We have previously shown that HPV16 early protein E7 long peptide/MPLA immunization and simultaneously blocking IL-10 signalling enhances vaccine induced E7 specific CD8+ T cell responses compared with immunization without IL-10 signalling blockade [11]. We investigated the number of IL-10 secreting CD4 + T cells in HPV16 early protein E7 long peptide/MPLA immunized mice with or without blocking IL-10 signalling. Mice were immunized twice subcutaneously at 2 weeks apart, with long E7 peptide/MPLA with or without administration of anti-IL-10R antibodies subcutaneously. Splenocytes and lymphocytes from draining lymph nodes were stained for CD3, CD4, GITR and IL-10. While the total numbers of splenic cells and draining lymph nodes were increased in IL-10 signalling blocked group, the ratio of CD4+ and CD4 + GITR+ T cells were slightly increased in IL-10 signalling blocked group compared with non-IL-10 signalling blocked group (data not shown). Unexpectedly, the numbers of IL-10 producing CD4+ T cells were significantly increased in the long E7/MPLA immunized and simultaneously IL-10 signalling blocked mice compared to mice immunized without IL-10 signalling blockade (Fig. 1a, b). The numbers of CD4 + GITR+ IL10+ T cells were also significantly increased in IL-10 signalling blocked and long E7 peptide/MPLA immunized mice (Fig. 1e, f) as measured by IL-10 intracellular staining in CD4 + GITR+ T cells. The numbers of IFNγ + IL10 + CD4+ T cells that limit the strength of Th1 responses [38] were also increased in immunized and IL-10 signalling blocked mice (Fig. 1c, d). The numbers of CD4 + IL-10+ cells in the spleen of IL-10 signalling blocked group is also increased compared with IL-10 non-blocked group (Fig. 1g).
Fig. 1

Blocking IL-10 signalling at the time of long HPV16 E7 peptide/MPLA immunization increases the numbers of IL-10 producing cells. Groups of five C57BL/6 mice were immunized as indicated with 50 μg of E7 peptide/15 μg of Monophosphoryl Lipid A (MPLA), 300 μg of anti-IL10R antibodies or control antibodies s.c on days 0 and 14. Splenocytes and draining lymph node cells from immunized mice were harvested and stimulated with 25 ng/ml PMA and 1 μg/ml ionomycin for 6 h in the presence of monensin on 7 days after final immunization. Cells were surface stained for CD3, CD4, and GITR and intracellular stained for IL-10 and IFN-γ. CD3+ cells were gated. Results for cells of draining lymph nodes were shown. A and B: IL-10 secreting CD3 + CD4+ T cells IL-10 (a) FACS plot and (b) summarised data showing IL-10 expression by CD3 + CD4+ T cells. C and D: CD3 + CD4+ T cells secreting IL-10 and IFN-γ dot plots (c) and summarised data from different groups (d) E and F: CD4 + GITR+ T cells secreting IL-10: FACS profile (e) and summarised data from different groups (f). Splenic CD4 + IL-10+ cells were shown in (g)

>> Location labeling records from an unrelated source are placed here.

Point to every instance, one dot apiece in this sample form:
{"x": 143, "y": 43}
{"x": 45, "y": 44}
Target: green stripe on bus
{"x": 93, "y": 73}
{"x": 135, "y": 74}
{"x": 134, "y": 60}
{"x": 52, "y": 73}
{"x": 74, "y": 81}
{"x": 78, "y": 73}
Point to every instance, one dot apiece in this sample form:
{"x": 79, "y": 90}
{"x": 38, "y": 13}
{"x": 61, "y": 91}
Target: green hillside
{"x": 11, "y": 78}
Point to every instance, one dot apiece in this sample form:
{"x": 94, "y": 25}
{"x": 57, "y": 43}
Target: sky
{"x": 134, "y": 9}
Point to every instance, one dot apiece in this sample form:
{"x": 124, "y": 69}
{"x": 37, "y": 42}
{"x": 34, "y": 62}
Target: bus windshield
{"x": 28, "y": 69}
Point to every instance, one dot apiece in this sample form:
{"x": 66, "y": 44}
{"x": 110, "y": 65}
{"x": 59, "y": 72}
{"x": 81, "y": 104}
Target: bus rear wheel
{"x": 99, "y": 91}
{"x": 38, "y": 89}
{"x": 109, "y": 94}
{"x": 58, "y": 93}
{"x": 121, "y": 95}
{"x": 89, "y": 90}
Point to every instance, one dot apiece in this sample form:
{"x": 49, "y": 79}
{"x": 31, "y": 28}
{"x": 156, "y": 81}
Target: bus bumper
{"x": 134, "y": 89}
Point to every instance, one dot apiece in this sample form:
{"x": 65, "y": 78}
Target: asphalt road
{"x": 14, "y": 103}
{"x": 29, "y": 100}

We further confirmed this phenomenon by using another antigen ovalbumin (OVA). Similar to papillomavirus (PV) virus like particles (VLPs) and HPV16E7 long peptide immunization, blocking IL-10 with simultaneous OVA/LPS immunization enhanced the vaccine induced antigen specific CD8+ T cell response by ELISPOT, intracellular staining and ELISA (Additional file 1: Figure S1a). To investigate if the numbers of IL-10 secreting CD4+ T cells were increased after OVA/LPS immunization and IL-10 signalling blockade, mice were immunized with OVA/LPS, with or without administration of anti-IL-10R antibodies twice, splenocytes and lymphocytes isolated from draining lymph nodes were stained for IL-10. Similarly, splenic IL-10 secreting CD4+ T cells, CD4 + GITR+ IL10+ T cells, and CD4 + IFNγ + IL-10+ T cells were significantly increased in mice immunized with OVA/LPS plus administration of anti-IL-10R antibodies, compared with mice immunized with OVA/LPS without administration of anti-IL-10R antibodies (Additional file 1: Figure S2).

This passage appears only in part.